Take control of your passwords by self-hosting Vaultwarden. A complete guide using Docker Compose, HTTPS, and best practices.

DockerSecuritySelf-HostingUse CasesVaultwarden

Self-Hosting Vaultwarden: Secure Password Management Guide (2025)

In an era of frequent data breaches, trusting a third-party cloud provider with your passwords is becoming harder. Self-hosting your password manager gives you complete control over your data.

Vaultwarden is the community's favorite choice. It's a lightweight implementation of the Bitwarden server API written in Rust. It runs perfectly on low-power hardware like the Raspberry Pi or Intel N100 mini PCs.

Why Vaultwarden?

  • Compatible: Works with all official Bitwarden apps (iOS, Android, Browser Extensions).
  • Lightweight: Uses a fraction of the RAM compared to the official Bitwarden server (which requires MSSQL).
  • Feature-Rich: Includes premium Bitwarden features (like TOTP generation) for free.

Prerequisites

  • A home server with Docker and Docker Compose installed.
  • A domain name (optional but recommended for SSL).
  • Port forwarding capability (if accessing remotely).

Step 1: The Docker Compose File

Create a folder for your project:

mkdir vaultwarden
cd vaultwarden
nano docker-compose.yml

Paste the following configuration:

version: '3'

services:
  vaultwarden:
    image: vaultwarden/server:latest
    container_name: vaultwarden
    restart: always
    environment:
      - WEBSOCKET_ENABLED=true  # Required for instant sync
      - SIGNUPS_ALLOWED=true    # Set to false after creating your account!
    volumes:
      - ./vw-data:/data
    ports:
      - 8080:80

volumes:
  vw-data:

Step 2: Start the Server

Run the container:

docker compose up -d

You can now access it at http://your-server-ip:8080. However, Bitwarden clients require HTTPS to work.
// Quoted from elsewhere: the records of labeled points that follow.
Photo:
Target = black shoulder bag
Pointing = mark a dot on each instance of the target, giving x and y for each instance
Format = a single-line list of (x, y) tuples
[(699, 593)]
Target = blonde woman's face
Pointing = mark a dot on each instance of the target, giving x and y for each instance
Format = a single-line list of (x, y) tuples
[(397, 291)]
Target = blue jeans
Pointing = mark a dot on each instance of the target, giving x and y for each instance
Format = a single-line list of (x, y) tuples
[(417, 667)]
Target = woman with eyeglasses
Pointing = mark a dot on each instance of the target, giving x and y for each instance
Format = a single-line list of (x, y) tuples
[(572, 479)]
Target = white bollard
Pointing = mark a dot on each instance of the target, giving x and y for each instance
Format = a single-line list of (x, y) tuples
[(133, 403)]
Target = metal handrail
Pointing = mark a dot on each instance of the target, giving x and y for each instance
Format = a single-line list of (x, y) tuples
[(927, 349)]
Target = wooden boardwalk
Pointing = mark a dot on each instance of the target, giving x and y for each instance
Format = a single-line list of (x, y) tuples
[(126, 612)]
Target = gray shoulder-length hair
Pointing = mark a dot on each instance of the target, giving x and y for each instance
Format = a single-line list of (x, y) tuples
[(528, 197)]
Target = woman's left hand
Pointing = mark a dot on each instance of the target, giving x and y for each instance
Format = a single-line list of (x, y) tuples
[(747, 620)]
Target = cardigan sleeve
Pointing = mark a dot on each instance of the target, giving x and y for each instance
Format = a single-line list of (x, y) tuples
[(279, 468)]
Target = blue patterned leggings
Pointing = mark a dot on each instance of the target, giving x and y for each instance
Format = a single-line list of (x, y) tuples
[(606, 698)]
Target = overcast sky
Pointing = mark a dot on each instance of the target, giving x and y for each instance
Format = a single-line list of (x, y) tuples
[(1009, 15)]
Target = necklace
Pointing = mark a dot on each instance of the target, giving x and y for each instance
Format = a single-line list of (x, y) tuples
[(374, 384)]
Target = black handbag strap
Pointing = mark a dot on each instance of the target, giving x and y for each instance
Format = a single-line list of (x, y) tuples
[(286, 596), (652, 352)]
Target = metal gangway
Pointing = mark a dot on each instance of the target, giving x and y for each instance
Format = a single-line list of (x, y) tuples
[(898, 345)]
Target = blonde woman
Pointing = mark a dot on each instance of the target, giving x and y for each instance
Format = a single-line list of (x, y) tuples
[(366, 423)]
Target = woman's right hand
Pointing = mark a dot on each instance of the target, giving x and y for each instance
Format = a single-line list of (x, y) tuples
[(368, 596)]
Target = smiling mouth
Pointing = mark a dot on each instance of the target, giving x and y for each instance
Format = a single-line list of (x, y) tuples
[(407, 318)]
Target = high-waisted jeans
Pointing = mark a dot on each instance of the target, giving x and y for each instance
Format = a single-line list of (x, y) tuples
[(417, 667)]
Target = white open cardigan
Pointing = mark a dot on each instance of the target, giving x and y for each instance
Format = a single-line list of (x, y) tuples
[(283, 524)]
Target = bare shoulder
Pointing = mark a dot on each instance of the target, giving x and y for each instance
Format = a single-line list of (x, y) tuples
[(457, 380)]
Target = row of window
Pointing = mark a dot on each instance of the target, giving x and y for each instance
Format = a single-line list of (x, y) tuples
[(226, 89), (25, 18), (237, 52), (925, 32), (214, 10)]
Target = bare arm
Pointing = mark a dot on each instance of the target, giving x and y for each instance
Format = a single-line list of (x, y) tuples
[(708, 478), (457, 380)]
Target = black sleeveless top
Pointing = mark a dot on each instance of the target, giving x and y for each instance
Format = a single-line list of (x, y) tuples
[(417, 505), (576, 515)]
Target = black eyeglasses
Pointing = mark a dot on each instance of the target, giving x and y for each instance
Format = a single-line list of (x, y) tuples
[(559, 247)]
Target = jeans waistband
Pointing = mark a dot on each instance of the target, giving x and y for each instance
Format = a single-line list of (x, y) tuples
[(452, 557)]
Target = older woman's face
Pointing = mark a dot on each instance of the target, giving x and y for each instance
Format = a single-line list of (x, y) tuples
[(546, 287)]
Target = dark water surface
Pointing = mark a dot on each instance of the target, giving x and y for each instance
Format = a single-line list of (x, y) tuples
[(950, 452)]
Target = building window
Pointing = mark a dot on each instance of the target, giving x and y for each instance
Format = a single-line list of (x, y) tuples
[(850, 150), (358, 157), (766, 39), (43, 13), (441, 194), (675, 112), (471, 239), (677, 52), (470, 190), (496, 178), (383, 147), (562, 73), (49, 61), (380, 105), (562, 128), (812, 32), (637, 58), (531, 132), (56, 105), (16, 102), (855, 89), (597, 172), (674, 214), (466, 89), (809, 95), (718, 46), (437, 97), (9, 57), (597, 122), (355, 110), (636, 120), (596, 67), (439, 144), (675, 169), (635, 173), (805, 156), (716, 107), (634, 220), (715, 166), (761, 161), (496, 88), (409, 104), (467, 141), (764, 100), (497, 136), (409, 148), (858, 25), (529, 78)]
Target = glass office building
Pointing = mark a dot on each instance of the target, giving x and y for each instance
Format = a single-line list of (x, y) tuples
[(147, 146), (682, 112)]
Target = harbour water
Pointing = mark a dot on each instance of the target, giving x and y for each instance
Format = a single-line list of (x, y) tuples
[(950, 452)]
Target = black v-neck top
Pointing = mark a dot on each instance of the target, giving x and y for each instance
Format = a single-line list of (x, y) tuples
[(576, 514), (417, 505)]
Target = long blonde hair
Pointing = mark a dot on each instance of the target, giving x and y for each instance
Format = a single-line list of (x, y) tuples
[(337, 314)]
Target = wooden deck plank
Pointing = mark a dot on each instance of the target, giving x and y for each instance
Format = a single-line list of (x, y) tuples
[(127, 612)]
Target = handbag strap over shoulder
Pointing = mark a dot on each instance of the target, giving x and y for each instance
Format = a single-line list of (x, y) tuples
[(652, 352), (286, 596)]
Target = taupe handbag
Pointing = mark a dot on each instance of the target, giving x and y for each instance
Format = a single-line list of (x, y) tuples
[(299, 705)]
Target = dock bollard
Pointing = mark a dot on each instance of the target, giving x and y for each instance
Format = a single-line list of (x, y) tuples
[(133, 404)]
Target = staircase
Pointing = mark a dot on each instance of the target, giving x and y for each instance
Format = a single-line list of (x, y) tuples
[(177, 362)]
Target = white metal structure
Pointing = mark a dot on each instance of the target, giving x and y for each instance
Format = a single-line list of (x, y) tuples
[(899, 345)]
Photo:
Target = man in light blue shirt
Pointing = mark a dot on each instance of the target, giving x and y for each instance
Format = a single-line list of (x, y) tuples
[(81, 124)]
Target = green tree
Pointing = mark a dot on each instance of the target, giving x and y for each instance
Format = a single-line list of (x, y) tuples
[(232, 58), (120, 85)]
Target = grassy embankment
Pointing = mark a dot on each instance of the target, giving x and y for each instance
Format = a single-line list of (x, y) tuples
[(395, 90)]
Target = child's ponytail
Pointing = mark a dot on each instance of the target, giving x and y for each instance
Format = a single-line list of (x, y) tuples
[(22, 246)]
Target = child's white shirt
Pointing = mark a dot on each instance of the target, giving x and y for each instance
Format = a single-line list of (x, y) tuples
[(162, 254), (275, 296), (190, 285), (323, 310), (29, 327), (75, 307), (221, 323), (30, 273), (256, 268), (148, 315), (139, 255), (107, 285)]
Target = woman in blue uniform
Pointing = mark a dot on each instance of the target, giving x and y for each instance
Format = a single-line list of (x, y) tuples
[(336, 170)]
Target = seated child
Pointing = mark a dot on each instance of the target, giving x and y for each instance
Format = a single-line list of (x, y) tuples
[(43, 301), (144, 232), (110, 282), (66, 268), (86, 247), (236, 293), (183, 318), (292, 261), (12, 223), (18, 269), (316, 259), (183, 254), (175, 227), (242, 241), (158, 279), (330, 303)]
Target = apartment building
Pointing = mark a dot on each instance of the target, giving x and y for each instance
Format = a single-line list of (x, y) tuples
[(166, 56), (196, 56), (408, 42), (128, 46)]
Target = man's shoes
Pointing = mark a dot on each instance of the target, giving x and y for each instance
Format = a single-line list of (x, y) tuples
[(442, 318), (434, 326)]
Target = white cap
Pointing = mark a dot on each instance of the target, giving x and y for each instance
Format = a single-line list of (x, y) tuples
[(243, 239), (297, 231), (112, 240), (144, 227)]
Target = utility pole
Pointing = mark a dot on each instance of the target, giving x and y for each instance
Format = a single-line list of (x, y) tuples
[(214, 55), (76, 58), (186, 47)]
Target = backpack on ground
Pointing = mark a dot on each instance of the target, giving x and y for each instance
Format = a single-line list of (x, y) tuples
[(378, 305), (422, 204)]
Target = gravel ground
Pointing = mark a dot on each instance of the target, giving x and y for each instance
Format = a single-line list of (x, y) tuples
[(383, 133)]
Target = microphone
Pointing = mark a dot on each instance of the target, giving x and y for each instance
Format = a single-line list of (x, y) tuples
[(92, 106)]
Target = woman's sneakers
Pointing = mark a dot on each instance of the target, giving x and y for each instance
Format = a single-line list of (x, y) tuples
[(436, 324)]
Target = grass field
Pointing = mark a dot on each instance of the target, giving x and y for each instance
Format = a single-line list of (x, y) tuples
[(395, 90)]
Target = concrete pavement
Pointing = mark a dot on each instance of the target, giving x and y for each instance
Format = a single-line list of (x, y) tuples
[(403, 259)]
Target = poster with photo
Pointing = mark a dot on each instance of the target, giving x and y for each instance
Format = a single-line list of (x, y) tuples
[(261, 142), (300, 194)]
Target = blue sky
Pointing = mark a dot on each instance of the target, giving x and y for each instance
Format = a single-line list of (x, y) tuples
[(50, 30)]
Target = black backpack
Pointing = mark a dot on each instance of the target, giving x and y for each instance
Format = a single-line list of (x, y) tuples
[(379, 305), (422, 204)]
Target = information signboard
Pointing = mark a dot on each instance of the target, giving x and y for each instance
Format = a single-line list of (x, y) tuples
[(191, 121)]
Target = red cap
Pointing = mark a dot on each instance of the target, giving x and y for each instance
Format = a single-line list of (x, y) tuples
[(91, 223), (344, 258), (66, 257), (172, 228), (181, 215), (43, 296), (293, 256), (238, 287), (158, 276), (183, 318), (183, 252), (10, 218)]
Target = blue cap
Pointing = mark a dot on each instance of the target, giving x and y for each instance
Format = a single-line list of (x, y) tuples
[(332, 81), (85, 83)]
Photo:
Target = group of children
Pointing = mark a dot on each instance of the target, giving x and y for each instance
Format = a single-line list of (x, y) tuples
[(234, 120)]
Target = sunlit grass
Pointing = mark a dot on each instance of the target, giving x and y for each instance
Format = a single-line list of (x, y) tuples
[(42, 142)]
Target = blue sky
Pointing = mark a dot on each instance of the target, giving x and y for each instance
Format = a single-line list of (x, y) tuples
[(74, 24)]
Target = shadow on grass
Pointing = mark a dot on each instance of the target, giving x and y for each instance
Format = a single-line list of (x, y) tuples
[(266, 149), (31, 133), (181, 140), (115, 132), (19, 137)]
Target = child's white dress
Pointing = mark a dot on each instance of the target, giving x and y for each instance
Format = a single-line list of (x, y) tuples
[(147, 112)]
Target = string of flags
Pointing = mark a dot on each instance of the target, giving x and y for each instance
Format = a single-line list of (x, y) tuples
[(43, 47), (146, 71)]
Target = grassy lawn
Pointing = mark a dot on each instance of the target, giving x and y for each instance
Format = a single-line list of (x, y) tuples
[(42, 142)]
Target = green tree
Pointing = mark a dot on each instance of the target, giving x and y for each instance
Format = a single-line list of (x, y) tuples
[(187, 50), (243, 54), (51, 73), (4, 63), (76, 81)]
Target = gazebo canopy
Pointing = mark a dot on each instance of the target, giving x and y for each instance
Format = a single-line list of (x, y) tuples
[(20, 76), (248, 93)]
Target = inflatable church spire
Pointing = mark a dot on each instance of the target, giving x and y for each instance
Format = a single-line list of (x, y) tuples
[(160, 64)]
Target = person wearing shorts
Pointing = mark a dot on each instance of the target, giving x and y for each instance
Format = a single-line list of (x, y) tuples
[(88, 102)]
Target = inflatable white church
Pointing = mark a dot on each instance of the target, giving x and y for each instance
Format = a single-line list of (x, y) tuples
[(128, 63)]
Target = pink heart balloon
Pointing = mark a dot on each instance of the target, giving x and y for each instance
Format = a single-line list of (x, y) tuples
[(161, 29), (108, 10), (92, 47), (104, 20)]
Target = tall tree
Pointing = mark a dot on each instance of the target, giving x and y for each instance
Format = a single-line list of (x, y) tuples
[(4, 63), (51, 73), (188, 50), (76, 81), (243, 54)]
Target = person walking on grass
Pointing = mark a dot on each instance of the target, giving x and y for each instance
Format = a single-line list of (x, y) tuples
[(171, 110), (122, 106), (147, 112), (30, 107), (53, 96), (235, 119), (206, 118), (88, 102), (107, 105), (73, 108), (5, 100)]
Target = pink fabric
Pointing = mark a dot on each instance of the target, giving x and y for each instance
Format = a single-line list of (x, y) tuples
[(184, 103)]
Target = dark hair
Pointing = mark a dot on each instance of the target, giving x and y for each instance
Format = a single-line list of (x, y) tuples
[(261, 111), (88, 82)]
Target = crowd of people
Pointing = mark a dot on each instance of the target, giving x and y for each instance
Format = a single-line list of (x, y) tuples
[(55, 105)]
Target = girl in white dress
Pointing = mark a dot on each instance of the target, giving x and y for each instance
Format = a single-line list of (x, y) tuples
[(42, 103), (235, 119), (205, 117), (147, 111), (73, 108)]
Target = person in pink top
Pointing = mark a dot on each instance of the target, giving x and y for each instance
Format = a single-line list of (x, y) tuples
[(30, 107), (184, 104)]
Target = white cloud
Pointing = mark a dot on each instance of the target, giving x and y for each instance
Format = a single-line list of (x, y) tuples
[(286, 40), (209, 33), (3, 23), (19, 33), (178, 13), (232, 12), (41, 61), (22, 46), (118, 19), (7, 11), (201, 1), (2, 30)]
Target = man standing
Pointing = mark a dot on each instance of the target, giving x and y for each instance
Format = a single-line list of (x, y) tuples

You cannot create an account or log in over plain HTTP (except on localhost).

Step 3: Enabling HTTPS (The Easy Way)

The best way to handle HTTPS is using a reverse proxy like Caddy or Nginx Proxy Manager.

Using Caddy (Automatic SSL)

Add Caddy to your docker-compose.yml:

services:
  vaultwarden:
    # ... previous config ...
    
  caddy:
    image: caddy:2
    container_name: caddy
    restart: always
    ports:
      - 80:80
      - 443:443
    volumes:
      - ./Caddyfile:/etc/caddy/Caddyfile
      - caddy_data:/data
      - caddy_config:/config
    environment:
      - ACME_AGREE=true

volumes:
  vw-data:
  caddy_data:
  caddy_config:

Create a Caddyfile:

yourdomain.com {
  reverse_proxy vaultwarden:80
}

Now, Caddy will automatically get an SSL certificate from Let's Encrypt for your domain.

Step 4: Security Best Practices

  1. Disable Signups: Once you have created your account, stop the container, change SIGNUPS_ALLOWED=true to false in your docker-compose file, and restart. This prevents strangers from creating accounts on your server.
  2. Enable 2FA: Log in to your new vault and set up Two-Factor Authentication immediately.
  3. Backups: Your passwords live in the ./vw-data folder. Back this up regularly! If you lose this folder, you lose your passwords. Use a tool like Restic or a simple cron job to copy it to another drive or cloud storage.

Conclusion

Self-hosting Vaultwarden is one of the most rewarding home server projects. You get a premium password management experience, complete data sovereignty, and it runs on practically zero resources.